Prince John, from Disney’s Robin Hood
What I find interesting about all the Internet blather about “The AOL Way,” a leaked document that outlines how the gigantic content company plans to increase the amount of content it produces while optimizing its use and discoverability through search engine optimization is that the reactions to it are pretty much summed up in one paragraph written by Anthony Ha over at venturebeat.com:
Not surprisingly, this document has provoked a lot of comments from the VentureBeat editorial team. A couple of writers are dancing a happy dance that we’re not working at AOL or an organization with similarly straitlaced guidelines. But my boss Owen Thomas reports that he’s taking copious notes.Both reactions are easily understandable and demonstrate some of the difficulties that many media companies are facing as they either try to shift their focus from print to online, or are trying to build a profitable online enterprise in conjunction with or independent from any print operation.
In a nutshell, AOL’s “way” includes increasing the number of articles their in-house writers write, from what number I don’t know to 5 to ten “quality” posts per day. Find me any newspaper or magazine writer willing to churn through that much copy in a day and you’ll be presenting me with a very short list – and thus the exultation on the part of Ha and his cohorts that they’re not currently employed by AOL.
But looking at how AOL wants to optimize its content and ensure profitability for whatever is produced – to the point that they won’t authorize an article that’ll cost $250 to produce if it can’t produce at least $500 in income – combined with a drive to push in-house writers and freelancers to think more along the lines of current topics, revenue potential with each story, and the potential to drag in more eyeballs with each and every story and you can see why Ha’s boss is taking “copious notes” from the document.
All of this number-crunching, of course, is going to scare the hell out of the average writer. When a story has to be pitched – and pitched quickly – with not only editorial considerations in mind but also revenue considerations and a ballpark estimate on how many eyeballs the story will attract – and it can’t be just a number pulled out of a hat; AOL has fancy algorithms they’ll churn any story idea through to ensure the numbers are right – writers are going to be thrust out of their zones of comfort and, likely, zones of ability. They’ll regard such efforts – well, most of them, some might rise to the challenge – as akin to Disney’s Prince John squeezing the peasants for more money just because he can.
Dan Mitchell, writing at fortune.com, has a more scathing assessment of “The AOL Way”:
[T]he company seems to care far more about appealing to search engines than it cares about appealing to readers, and that it is desperate. So desperate that it's instructing editorial managers to increase traffic by eye-popping amounts in a very short period of time.His criticism may be a little harsh, focusing too much on the drive for numbers and not for the “quality/integrity” that AOL also mentions in the document. He points out that Bloomberg uses a similar approach, albeit one that focuses on quality business journalism. There’s nothing to say AOL couldn’t take a similar approach. Then again, he quotes a New Yorker piece by Ken Auletta that criticizes AOL’s current content as “piffle.” Then again, AOL is investing heavily in citizen journalism, at the same time the crown prince and the court jester of our new anyone-can-publish Internet Age.
"The AOL Way" sounds a lot like "The Bloomberg Way" – the set of heuristics the business-news service has operated from for years. But the similarities stop with the title. While Bloomberg has a reputation for its highly disciplined and demanding (some would say despotic) approach, "The Bloomberg Way" is mainly aimed at producing high-quality business journalism. "The AOL Way" is mainly about ramping up volume and, largely through technological manipulation, squeezing out as much profit as possible from each "piece of content," regardless of its quality.

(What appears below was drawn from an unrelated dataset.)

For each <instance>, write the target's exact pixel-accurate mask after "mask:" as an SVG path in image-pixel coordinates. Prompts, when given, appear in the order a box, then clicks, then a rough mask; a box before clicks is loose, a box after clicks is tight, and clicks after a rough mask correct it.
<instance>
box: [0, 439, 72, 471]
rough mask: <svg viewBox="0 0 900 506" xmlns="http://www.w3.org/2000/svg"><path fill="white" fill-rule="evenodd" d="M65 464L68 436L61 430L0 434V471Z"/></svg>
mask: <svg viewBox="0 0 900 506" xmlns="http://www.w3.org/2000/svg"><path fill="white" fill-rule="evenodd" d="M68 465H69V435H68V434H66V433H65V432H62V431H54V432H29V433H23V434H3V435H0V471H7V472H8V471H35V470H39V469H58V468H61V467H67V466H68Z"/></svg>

But consider what most people go to their local papers for: chicken-dinner journalism. That means they want the basics, they want to know when the fire department is holding their chicken-dinner fundraiser, what the scores were from the local high school games, who is dead, who crossed lines with the police, and such. A lot of the rest of what goes into your average paper goes through a story pitch, but it’s hit and miss as to whether readers will read any of it at all. I’m reminded of the “megaturds” that Dave Barry writes about: the stories that editors and publishers love because they win journalism awards, not because their readers love them.
So the idea of inventing a successful process that gauges the expected profitability and appeal of each story pitched in balance with the writer’s desire to do the story has got to be attractive to editors. Editors can immediately turn to the numbers to show writers that they’ve got to do what they’re being asked, because what they’re being asked to do is going to help them earn their paychecks.
As both a writer and an editor, I can see the advantages and disadvantages to what AOL wants to do.